We apply the same experiment for the Cross-encoder model to see how it performs among LC-QuAD 2.0 24 templates of the questions. The performance of the Cross-encoder model is notable on the question templates that have less complexity like 18 and 23 and 24, where the model overcomes other models, figuer 9 shows these metrics.

Fig.9 — Cross-encoder model performance among LC-QuAD 2.0 question templates.

We also compare the performance of our trained model with the performance of the approach of Gaurav called slot-matching, in their study they used an older version of the LC-QuAD dataset, we put our scores with their scores together in the table below:

Table.7 — A comparison between our pre-trained models and Slot Matching model.

On the other hand, we fine-tuned our model on the SimpleQuestions dataset, where all the questions in this dataset can be answered in one single fact or triple. Below we summarize some metrics of our model performance on this dataset.

Table.8 — Fine-tuning our model performance on SimpleQuestions dataset.

Regarding the intention of the Question, as we mentioned above, we considered this task a text-classification, it is another pre-trained BERT model to predict intent of the question, whether is boolean or ask for values. Table 9 represents the result.

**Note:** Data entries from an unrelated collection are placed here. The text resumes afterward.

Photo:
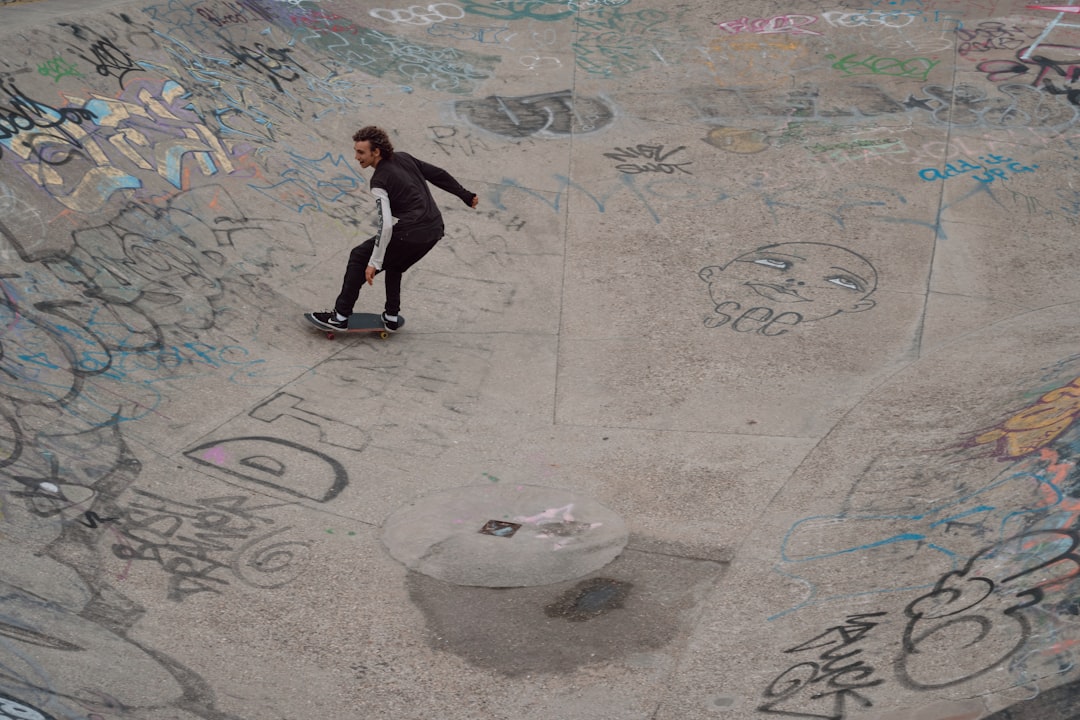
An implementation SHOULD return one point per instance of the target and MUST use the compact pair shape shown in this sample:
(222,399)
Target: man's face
(365,155)
(814,280)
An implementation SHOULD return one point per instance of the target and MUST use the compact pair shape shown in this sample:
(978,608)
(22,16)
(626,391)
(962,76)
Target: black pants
(405,248)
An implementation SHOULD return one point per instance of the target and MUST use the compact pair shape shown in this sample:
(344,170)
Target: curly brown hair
(377,138)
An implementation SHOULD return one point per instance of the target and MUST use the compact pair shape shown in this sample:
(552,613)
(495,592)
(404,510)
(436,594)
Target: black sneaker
(391,325)
(329,321)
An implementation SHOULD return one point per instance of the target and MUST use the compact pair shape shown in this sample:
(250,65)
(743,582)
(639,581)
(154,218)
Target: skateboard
(358,323)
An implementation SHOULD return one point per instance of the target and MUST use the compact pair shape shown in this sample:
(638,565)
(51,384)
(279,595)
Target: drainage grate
(500,529)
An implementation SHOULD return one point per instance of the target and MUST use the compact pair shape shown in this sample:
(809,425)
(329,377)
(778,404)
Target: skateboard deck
(358,323)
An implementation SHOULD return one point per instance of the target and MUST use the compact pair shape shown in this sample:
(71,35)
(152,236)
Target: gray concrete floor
(750,389)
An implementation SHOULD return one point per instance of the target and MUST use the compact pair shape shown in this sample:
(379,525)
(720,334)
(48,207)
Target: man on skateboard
(409,225)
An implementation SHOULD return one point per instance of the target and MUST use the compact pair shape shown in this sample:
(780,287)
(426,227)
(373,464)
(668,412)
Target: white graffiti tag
(419,15)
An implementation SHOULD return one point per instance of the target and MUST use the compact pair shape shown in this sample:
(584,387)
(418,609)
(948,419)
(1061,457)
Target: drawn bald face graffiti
(778,286)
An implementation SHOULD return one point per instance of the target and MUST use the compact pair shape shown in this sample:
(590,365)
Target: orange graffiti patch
(1036,425)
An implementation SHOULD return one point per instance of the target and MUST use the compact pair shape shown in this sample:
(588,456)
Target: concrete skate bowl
(866,510)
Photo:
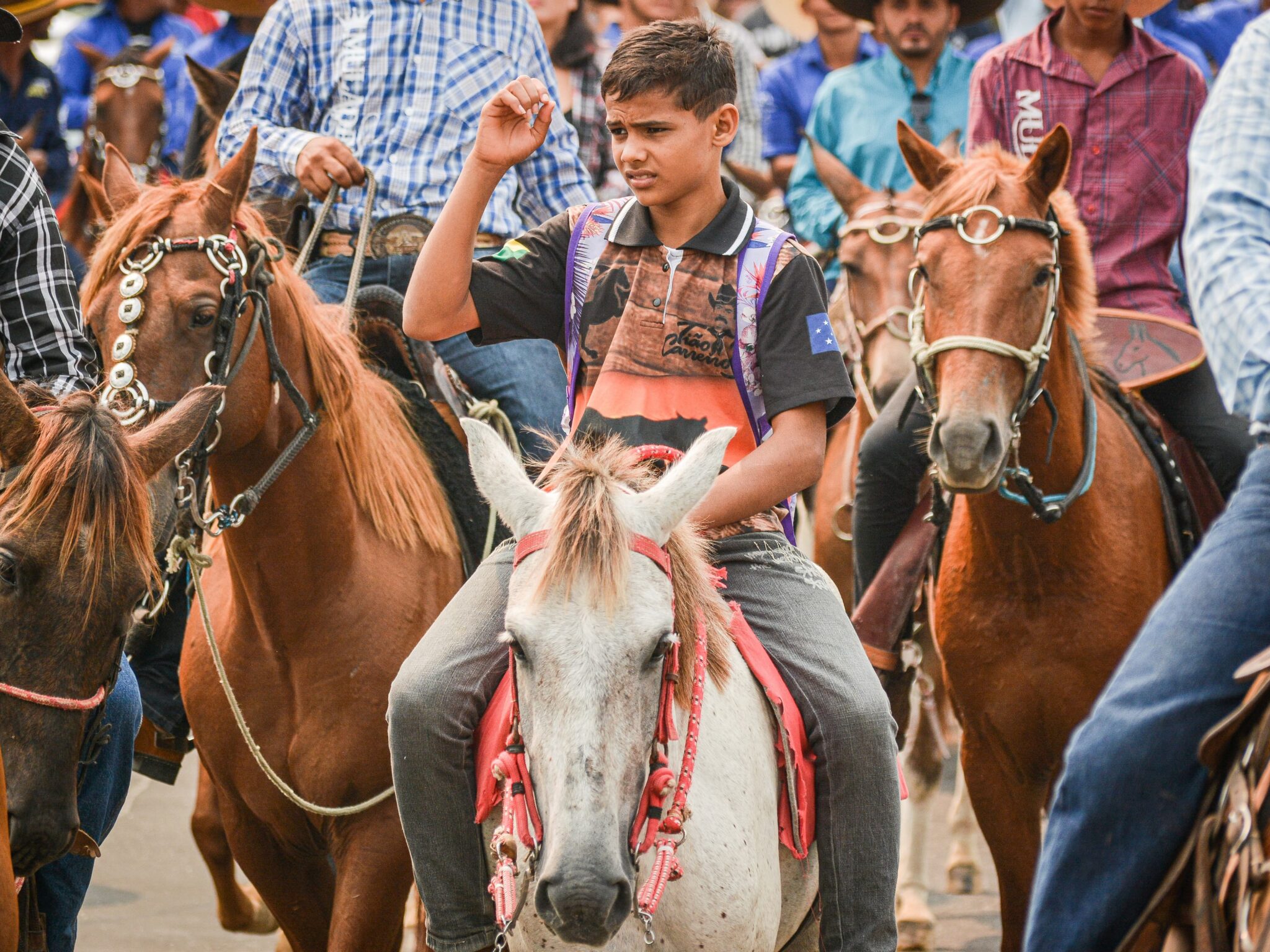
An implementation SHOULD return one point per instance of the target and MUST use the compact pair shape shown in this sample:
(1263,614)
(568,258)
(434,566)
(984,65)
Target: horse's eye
(664,645)
(512,643)
(8,571)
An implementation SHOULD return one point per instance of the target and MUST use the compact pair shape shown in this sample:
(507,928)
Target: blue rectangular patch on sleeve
(821,333)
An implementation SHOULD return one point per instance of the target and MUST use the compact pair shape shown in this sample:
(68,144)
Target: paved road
(151,894)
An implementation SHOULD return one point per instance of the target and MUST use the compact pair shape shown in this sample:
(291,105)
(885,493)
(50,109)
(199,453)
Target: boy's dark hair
(685,58)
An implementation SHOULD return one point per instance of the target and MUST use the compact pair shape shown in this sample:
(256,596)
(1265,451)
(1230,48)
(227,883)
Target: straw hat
(16,15)
(239,8)
(789,15)
(972,11)
(1137,8)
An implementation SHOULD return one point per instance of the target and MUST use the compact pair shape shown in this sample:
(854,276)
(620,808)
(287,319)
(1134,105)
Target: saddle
(1142,350)
(793,749)
(1219,883)
(437,399)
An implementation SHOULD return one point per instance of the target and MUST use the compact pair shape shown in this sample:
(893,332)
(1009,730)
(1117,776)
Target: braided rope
(198,563)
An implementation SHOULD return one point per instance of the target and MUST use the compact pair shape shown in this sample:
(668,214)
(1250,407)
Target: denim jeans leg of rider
(525,376)
(1132,783)
(103,788)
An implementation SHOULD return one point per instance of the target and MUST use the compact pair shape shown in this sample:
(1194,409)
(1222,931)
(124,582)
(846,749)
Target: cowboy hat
(239,8)
(972,11)
(27,12)
(1135,9)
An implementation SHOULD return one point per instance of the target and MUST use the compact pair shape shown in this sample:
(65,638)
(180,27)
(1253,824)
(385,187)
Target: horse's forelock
(590,546)
(986,178)
(82,452)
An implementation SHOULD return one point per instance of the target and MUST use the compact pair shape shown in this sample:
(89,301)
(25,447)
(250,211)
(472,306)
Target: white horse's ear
(502,479)
(662,508)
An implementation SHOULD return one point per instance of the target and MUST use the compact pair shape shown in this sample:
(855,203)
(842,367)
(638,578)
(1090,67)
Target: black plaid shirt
(40,322)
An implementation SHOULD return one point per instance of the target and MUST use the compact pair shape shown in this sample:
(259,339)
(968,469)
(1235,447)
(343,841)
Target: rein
(1047,507)
(126,75)
(652,828)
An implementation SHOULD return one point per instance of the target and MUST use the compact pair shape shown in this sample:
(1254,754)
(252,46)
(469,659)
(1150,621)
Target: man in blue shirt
(121,23)
(339,87)
(788,88)
(1213,27)
(917,79)
(31,98)
(1133,783)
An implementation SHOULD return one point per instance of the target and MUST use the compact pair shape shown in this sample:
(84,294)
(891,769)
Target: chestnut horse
(76,557)
(127,112)
(1032,616)
(319,594)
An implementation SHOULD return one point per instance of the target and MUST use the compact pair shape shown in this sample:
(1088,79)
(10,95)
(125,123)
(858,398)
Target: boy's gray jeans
(445,684)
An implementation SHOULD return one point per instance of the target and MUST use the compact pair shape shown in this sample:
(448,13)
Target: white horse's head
(590,622)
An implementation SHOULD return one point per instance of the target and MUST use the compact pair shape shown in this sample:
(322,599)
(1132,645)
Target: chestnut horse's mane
(977,182)
(590,541)
(82,451)
(390,475)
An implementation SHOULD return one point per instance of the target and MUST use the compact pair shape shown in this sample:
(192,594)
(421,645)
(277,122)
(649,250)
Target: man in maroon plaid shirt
(1130,104)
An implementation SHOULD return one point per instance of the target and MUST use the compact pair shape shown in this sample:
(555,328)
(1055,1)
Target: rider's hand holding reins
(326,161)
(512,125)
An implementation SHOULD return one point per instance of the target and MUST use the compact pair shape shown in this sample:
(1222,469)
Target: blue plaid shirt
(1227,238)
(402,83)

Table 10, shows the metrics of another text-classification model predicts whether the question has constraint function or not

Table.9 — Metrics of the intent of the question, whether is boolean or ask for values.
Table.10 — Metrics on whether the question has constraint function ore not.

Conclusions:

  • The research addressed the task of Knowledge Graph Question Answering (KGQA) over Hyper-relational KG.
  • Our study highlights the key role that the QA datasets play in improving question answering systems.
  • The main focus of our work was on the transformers and their novel architecture that aims to solve sequence-to-sequence tasks particularly sentence embeddings.
  • SBERT proves effective solutions and high performance compared to traditional approaches.

Futur works:

  • Explore the use of graph embedding.
  • Perform our approach in other KGs & QAs datasets.
  • Improving the techniques to construct formal language from the question.
  • Exploring data augmentation methods using generative AI and LLMs.
  • Develop a graphical user interface and an API.